I’ll never know how it feels to possess the type of talent that Frankie had. A talent that makes you an international superstar at such a young age (Frankie was 13 when him and The Teenagers first came on the scene). The type of talent that justifies having “all eyes on me.” Not many people can relate to that. On all accounts, it seems Frankie was required to grow up to fast, similarly to most young folks in showbiz I’d assume. After 18 months of the Frankie Lymon & The teenager’s great success, Frankie was encouraged to leave the group and go solo. Totally understandable in my opinion, he was who the people loved and from all the clips I’ve seen, he’s solely responsible for pulling me in. By 15, Frankie was a solo artist, womanizer, and heroine user. It’s safe to say that the people surrounding him definitely didn’t have his best interest in mind. Below is a video of Frankie at 15. So mature, so talented, and charismatic to say the least. If you look close you’ll notice Frankie messes up on the second verse but pulls off a correction greatly and gets a little laugh in as well. Remarkable at such a young age. His voice was incredible and his mannerisms were not of his age group. This clip is upsettingly short, like all that you find of him on YouTube, which is undoubtedly reflective of his unknown life and short career.
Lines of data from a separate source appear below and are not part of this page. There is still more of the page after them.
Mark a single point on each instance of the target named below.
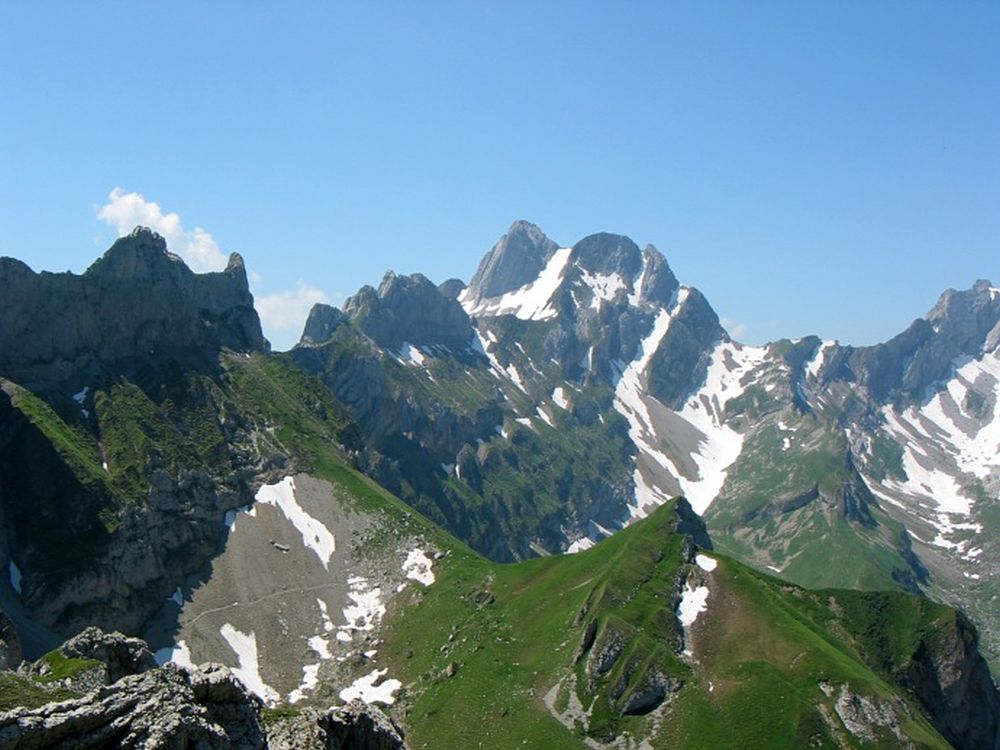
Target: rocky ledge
(174, 707)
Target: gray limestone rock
(410, 309)
(10, 644)
(516, 259)
(137, 308)
(323, 320)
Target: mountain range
(337, 522)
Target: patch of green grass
(62, 667)
(17, 691)
(72, 442)
(762, 649)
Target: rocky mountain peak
(323, 320)
(136, 303)
(409, 309)
(606, 253)
(515, 260)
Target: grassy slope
(762, 648)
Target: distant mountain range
(565, 394)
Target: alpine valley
(556, 507)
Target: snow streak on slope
(530, 302)
(630, 402)
(720, 445)
(948, 442)
(814, 365)
(315, 535)
(248, 671)
(603, 286)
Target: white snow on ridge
(693, 602)
(604, 286)
(248, 671)
(232, 515)
(409, 354)
(178, 654)
(530, 302)
(706, 563)
(559, 398)
(721, 444)
(365, 612)
(417, 566)
(815, 364)
(579, 545)
(943, 442)
(315, 535)
(14, 573)
(366, 689)
(630, 395)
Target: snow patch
(706, 563)
(814, 365)
(559, 398)
(630, 402)
(409, 354)
(315, 535)
(366, 689)
(720, 445)
(248, 671)
(178, 654)
(14, 573)
(531, 301)
(603, 286)
(579, 545)
(693, 602)
(232, 515)
(365, 612)
(417, 566)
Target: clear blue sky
(813, 167)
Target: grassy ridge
(486, 645)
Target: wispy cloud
(282, 314)
(736, 330)
(124, 211)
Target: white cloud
(124, 211)
(736, 330)
(283, 314)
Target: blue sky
(812, 167)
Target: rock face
(10, 644)
(122, 655)
(164, 708)
(949, 676)
(356, 726)
(516, 259)
(136, 309)
(99, 372)
(143, 707)
(409, 309)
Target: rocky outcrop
(949, 676)
(122, 655)
(207, 708)
(516, 259)
(900, 370)
(323, 320)
(10, 644)
(163, 708)
(410, 309)
(136, 311)
(355, 726)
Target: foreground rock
(172, 707)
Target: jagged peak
(515, 260)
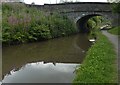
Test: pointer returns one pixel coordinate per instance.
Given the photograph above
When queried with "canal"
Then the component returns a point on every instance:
(52, 61)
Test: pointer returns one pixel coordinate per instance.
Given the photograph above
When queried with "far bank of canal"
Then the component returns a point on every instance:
(52, 61)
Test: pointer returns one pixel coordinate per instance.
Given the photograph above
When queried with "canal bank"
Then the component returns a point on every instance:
(52, 61)
(99, 65)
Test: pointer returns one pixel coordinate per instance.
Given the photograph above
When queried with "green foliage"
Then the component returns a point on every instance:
(27, 24)
(115, 30)
(116, 7)
(99, 64)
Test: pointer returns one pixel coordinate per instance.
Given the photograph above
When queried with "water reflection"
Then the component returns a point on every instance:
(18, 60)
(42, 73)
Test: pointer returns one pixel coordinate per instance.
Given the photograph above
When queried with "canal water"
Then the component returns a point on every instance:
(52, 61)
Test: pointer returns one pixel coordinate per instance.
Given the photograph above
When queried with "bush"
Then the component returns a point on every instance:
(22, 24)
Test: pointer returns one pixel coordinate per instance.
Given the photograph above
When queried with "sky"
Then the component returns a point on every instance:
(41, 2)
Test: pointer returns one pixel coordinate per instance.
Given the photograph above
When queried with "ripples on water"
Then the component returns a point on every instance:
(23, 63)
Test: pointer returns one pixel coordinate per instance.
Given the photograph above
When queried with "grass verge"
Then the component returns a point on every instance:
(99, 65)
(115, 30)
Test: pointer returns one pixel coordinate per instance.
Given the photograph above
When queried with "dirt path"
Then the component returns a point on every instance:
(115, 41)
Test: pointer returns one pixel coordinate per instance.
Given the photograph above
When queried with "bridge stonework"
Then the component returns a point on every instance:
(76, 11)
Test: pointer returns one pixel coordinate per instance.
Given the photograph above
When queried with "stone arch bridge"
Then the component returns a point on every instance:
(80, 12)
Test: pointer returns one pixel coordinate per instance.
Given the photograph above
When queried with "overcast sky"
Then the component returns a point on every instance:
(41, 2)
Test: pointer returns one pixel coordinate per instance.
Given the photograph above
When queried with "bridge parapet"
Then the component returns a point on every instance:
(74, 7)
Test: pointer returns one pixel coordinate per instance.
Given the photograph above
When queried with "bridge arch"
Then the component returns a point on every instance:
(81, 21)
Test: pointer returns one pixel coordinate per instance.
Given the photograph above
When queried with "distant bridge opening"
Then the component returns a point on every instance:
(82, 23)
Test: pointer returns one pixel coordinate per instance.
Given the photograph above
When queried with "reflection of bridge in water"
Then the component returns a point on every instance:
(81, 12)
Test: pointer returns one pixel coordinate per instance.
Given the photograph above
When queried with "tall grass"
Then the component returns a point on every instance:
(23, 24)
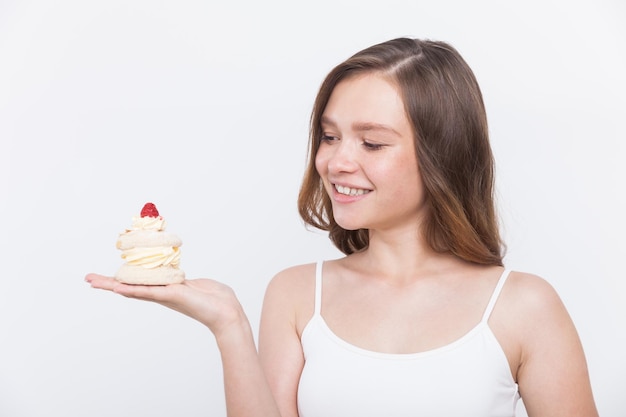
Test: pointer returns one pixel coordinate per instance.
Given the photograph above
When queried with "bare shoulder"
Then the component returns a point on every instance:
(292, 291)
(292, 280)
(551, 368)
(529, 296)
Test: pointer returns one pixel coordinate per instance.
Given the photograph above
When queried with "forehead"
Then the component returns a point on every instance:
(366, 99)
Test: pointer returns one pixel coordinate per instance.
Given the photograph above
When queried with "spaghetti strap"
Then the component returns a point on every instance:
(318, 287)
(494, 296)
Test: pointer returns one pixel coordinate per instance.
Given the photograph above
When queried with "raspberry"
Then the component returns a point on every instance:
(149, 210)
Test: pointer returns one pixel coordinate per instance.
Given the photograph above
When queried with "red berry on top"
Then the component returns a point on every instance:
(149, 210)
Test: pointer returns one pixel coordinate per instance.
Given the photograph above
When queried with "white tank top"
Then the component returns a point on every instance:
(466, 378)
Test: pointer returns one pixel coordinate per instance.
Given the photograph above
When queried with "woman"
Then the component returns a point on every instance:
(420, 317)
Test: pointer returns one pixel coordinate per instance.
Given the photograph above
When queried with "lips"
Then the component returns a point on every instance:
(350, 191)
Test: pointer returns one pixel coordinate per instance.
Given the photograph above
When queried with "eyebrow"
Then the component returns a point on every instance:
(363, 126)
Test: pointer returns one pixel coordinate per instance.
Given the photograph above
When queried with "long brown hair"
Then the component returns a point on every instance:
(445, 108)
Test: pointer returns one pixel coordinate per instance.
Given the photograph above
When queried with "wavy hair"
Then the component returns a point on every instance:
(445, 107)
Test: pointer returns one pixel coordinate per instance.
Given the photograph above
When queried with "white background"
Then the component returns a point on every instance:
(202, 107)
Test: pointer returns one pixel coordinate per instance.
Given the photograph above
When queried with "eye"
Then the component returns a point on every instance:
(372, 146)
(328, 138)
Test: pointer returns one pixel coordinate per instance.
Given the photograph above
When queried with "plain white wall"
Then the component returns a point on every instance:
(202, 107)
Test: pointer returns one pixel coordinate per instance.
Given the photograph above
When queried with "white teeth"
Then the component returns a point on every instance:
(350, 191)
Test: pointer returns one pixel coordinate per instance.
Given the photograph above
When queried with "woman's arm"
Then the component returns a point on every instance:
(552, 376)
(287, 307)
(216, 306)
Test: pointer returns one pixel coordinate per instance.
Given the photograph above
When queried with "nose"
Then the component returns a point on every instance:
(342, 157)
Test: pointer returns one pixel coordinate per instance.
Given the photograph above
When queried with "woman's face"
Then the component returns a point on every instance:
(366, 157)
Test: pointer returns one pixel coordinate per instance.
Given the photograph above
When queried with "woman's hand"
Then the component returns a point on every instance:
(207, 301)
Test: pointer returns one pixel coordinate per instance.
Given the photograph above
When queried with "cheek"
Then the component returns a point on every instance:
(321, 163)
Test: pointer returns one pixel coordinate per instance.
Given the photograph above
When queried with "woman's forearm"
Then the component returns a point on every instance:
(246, 389)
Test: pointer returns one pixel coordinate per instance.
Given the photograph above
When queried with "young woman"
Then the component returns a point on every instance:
(420, 317)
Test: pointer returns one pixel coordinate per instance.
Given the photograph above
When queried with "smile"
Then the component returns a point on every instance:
(350, 191)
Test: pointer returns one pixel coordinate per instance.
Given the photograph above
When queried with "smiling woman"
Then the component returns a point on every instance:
(420, 309)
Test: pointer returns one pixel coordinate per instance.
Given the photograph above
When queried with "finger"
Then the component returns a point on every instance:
(101, 281)
(159, 293)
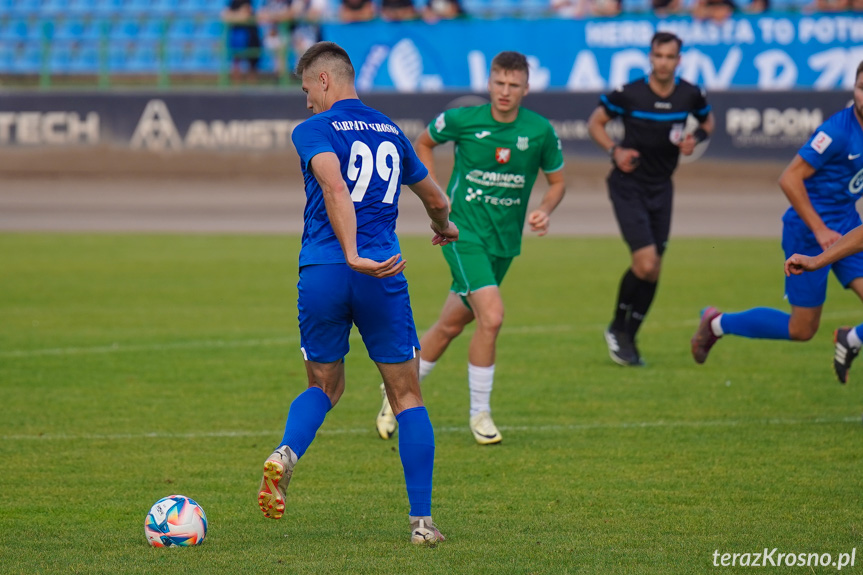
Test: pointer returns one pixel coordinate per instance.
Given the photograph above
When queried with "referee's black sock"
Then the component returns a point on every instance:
(644, 295)
(626, 295)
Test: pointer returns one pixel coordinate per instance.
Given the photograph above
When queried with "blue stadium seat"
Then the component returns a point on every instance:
(211, 29)
(75, 29)
(81, 7)
(7, 57)
(637, 6)
(108, 7)
(54, 7)
(27, 58)
(126, 29)
(143, 59)
(152, 28)
(85, 60)
(182, 28)
(26, 7)
(12, 29)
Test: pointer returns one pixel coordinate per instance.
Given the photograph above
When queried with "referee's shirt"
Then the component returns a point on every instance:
(654, 125)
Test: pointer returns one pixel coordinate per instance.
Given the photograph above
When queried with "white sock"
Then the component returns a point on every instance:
(854, 339)
(716, 326)
(425, 368)
(480, 380)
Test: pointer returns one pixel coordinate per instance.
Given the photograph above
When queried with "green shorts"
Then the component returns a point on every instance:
(472, 267)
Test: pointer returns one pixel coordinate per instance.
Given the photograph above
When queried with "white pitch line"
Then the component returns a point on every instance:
(294, 340)
(454, 429)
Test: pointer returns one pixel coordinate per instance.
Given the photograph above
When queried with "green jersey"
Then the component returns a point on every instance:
(496, 165)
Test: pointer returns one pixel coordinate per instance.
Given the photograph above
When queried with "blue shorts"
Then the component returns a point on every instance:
(810, 289)
(333, 297)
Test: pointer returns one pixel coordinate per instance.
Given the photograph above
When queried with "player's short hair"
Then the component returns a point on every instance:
(665, 38)
(511, 62)
(329, 55)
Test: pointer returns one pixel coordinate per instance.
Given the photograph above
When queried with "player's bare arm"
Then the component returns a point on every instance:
(424, 147)
(624, 158)
(437, 208)
(849, 244)
(791, 183)
(343, 218)
(540, 218)
(705, 129)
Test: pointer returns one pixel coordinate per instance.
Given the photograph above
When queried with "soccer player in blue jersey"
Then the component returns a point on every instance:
(354, 161)
(823, 182)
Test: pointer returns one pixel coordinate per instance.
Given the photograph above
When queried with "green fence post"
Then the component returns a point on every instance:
(164, 79)
(104, 72)
(227, 56)
(286, 55)
(45, 71)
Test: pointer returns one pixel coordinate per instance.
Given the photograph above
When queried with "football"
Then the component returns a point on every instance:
(175, 521)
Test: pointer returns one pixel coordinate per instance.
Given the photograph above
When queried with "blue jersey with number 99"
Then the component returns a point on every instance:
(376, 158)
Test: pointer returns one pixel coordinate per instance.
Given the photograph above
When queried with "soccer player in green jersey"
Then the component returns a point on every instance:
(499, 149)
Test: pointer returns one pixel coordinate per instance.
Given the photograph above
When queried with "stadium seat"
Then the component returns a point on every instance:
(85, 60)
(26, 7)
(27, 58)
(143, 59)
(211, 29)
(12, 29)
(75, 28)
(126, 29)
(181, 28)
(637, 7)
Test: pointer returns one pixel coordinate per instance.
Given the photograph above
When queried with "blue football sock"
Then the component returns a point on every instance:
(759, 323)
(305, 417)
(416, 449)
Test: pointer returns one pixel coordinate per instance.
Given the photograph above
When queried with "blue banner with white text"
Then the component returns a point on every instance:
(775, 52)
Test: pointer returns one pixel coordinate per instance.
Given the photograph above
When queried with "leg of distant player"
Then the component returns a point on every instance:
(756, 323)
(847, 341)
(646, 265)
(416, 445)
(634, 298)
(305, 417)
(453, 318)
(487, 306)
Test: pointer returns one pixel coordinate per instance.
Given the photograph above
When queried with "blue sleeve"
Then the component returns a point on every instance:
(826, 143)
(310, 139)
(614, 103)
(414, 169)
(700, 106)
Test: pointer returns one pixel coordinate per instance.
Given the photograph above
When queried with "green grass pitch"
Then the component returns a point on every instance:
(137, 366)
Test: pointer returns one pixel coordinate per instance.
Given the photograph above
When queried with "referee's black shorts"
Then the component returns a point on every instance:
(643, 210)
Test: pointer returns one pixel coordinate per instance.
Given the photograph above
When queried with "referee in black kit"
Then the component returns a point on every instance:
(654, 112)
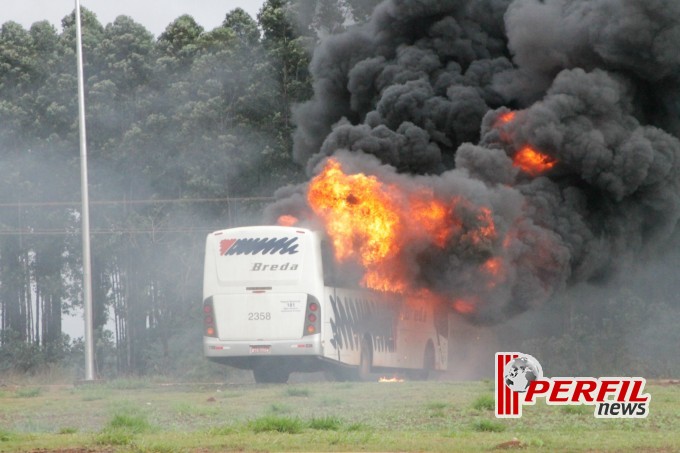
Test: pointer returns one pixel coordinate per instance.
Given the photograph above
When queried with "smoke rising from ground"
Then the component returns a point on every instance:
(425, 89)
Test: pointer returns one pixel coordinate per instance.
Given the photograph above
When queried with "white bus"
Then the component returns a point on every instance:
(271, 305)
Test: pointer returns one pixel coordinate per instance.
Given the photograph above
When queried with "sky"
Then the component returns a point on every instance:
(155, 15)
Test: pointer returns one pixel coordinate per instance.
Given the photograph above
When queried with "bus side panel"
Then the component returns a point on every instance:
(353, 316)
(398, 331)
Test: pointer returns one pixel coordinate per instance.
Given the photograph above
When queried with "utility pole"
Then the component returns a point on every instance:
(85, 209)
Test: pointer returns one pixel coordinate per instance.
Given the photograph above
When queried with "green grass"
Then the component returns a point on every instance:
(485, 425)
(138, 416)
(300, 392)
(29, 392)
(328, 423)
(485, 402)
(290, 425)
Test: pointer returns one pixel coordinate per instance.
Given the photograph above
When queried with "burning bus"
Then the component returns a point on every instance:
(273, 304)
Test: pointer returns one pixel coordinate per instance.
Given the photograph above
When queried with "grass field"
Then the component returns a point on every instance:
(140, 416)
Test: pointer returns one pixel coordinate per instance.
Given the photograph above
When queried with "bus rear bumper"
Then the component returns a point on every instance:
(306, 346)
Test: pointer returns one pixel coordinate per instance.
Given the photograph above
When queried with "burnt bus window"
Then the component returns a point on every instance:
(342, 275)
(328, 265)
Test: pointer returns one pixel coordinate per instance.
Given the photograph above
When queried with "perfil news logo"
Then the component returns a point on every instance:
(520, 380)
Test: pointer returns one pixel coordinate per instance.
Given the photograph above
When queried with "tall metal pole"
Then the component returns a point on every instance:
(85, 214)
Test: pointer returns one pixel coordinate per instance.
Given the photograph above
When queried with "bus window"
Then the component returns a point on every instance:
(330, 271)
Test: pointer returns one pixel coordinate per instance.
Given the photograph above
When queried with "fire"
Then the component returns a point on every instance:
(506, 118)
(495, 271)
(287, 220)
(463, 306)
(533, 162)
(379, 225)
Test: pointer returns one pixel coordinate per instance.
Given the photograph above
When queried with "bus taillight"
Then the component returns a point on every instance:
(209, 319)
(312, 322)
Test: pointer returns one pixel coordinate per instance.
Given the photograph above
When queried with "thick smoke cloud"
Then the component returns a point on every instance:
(594, 84)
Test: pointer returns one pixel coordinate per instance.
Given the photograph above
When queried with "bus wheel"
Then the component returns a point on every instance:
(366, 360)
(270, 374)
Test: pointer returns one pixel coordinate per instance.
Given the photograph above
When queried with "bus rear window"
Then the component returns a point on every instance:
(259, 260)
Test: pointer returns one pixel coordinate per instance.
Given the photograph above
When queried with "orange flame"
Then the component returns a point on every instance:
(463, 306)
(505, 118)
(287, 220)
(533, 162)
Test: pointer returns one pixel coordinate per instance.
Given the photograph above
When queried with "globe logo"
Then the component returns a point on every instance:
(520, 371)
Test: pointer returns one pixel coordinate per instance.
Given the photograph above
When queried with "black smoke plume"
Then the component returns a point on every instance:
(425, 88)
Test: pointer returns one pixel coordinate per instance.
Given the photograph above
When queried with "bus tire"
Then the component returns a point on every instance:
(365, 360)
(270, 374)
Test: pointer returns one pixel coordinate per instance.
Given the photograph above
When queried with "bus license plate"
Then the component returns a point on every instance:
(260, 349)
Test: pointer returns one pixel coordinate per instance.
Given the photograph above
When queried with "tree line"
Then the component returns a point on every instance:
(187, 132)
I can almost understand the need for drugs when you’re such a great talent. Constantly dealing with the pressures of performing, the realities of wanting to be watched, touched, and looked at by everyone, and having an entire family depending on you has to be crazy. When that’s your reality I’m sure it’s quite easy to allow drugs to become your safe haven. I’m not justifying it, I’m just saying. My overbearing passion for Mr. Lymon is quite a bit abnormal for me and I’m not sure why it is as strong as it is to begin with. There’s just something about the aforementioned clip that truly allows me to see how talented he was (Maybe it’s just me). He was little Michael Jackson before little Michael Jackson. If given the opportunity I’m sure Frankie would have been as talented as a Sammy Davis Jr., Sinatra, or even Mike himself. Also, there’s so little information out there about Frankie, so my hunger for learning more is mouth watering at this point. I did manage to run across a heartbreaking clip of Frankie close to the peak of his heroin addiction and attempting to bring his career back. Considering the issues brought about by his lowering voice as he grew older, folks almost always made him lip sync his old hits instead of performing new songs, in which he, in my opinion, sounded like a young Sinatra. Either way, he could definitely still sing. In the following clips you’ll see a 22 year old Frankie Lymon, strung out, missing a tooth, and forced to lip synch to a song that he sang when he was 13. So Sad!


Frankie overdosed on heroine at the age of 26 in his grandmother’s bathroom. I hope to eventually learn more about his life. Maybe we’ll be lucky enough to get an Unsung episode (TV One) or a higher quality biopic focused on him and his life, not just the women around him. Who knows? What I do know is that Frankie Lymon was an incredibly talented young man, tragic figure In American music, and now definitely one of my Favorites.